A basis of a subspace is a set of vectors that both spans the entire subspace and is linearly independent.

Given a set of vectors $S=\{(-1,2,5),(3,0,3),(5,1,8)\}\subset\mathbb{R}^3$

Lets check which vectors are linearly independent and spans S. We want to find $x,y,z$ such that :

$x(-1,2,5)+y(3,0,3)+z(5,1,8)=0$, by doing so, we get a system of equations on $x,y,z$.

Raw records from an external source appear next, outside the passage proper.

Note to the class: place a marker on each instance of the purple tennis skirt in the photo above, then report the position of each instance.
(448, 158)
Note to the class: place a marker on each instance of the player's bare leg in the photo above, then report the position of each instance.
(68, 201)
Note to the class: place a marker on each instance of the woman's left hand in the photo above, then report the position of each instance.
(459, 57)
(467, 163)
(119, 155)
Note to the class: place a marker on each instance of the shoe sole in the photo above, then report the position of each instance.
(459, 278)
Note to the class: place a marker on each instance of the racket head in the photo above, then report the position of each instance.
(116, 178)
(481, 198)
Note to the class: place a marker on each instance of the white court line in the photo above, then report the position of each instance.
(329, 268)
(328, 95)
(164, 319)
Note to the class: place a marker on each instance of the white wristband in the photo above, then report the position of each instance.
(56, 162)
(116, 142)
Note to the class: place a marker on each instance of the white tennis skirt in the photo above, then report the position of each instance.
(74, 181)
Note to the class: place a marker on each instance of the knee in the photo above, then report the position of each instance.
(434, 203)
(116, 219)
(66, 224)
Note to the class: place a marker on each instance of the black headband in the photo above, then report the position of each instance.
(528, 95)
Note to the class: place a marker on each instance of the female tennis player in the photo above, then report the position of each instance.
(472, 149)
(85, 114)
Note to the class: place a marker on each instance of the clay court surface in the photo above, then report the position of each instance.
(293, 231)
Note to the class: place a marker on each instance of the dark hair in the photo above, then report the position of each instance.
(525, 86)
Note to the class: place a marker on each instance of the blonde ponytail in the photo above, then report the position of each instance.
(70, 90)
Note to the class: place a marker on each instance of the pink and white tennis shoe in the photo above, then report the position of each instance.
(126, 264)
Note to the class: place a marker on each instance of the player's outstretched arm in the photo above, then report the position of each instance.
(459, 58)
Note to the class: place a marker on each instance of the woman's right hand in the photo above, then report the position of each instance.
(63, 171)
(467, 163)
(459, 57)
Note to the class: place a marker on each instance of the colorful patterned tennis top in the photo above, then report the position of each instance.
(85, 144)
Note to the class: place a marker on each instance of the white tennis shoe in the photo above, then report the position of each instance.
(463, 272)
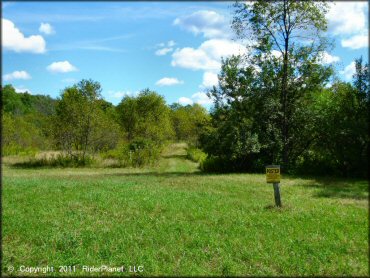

As a matrix, ths system of equation would look like this :

$ \begin{gather} \begin{bmatrix} -1&3&5\\2&0&1\\5&3&8 \end{bmatrix} \begin{bmatrix} x\\y\\z \end{bmatrix}=0 \end{gather} $

We can simplify using row reduction without changing the span of the three vectors, and we get :

$ \begin{bmatrix} 1&0&0.5\\0&1&\frac {11}{6} \\0&0&0 \end{bmatrix} $

Which translates into:

$x+0.5z=0$

$y+\frac {11} {6}z=0$

$0=0$

since $z$ is arbitrary (We have no constraints on $z$), we can pick $z=1$ and get :

$\frac {1}{2}(-1,2,5)+\frac {11}{6}(3,0,3)=(5,1,8)$

So the third vector is a linear combination of the first two, meaning the span of the two first vectors is the same span of S. In addition, the first two vectors are linearly independent. So $E=\{(-1,2,5),(3,0,3)\}$ is a basis of S.

A more simple approach would be to arrange the given vectors as rows in a matrix, and find the reduced row form. Since the span does not change, we can take the non-zero rows as our basis vectors.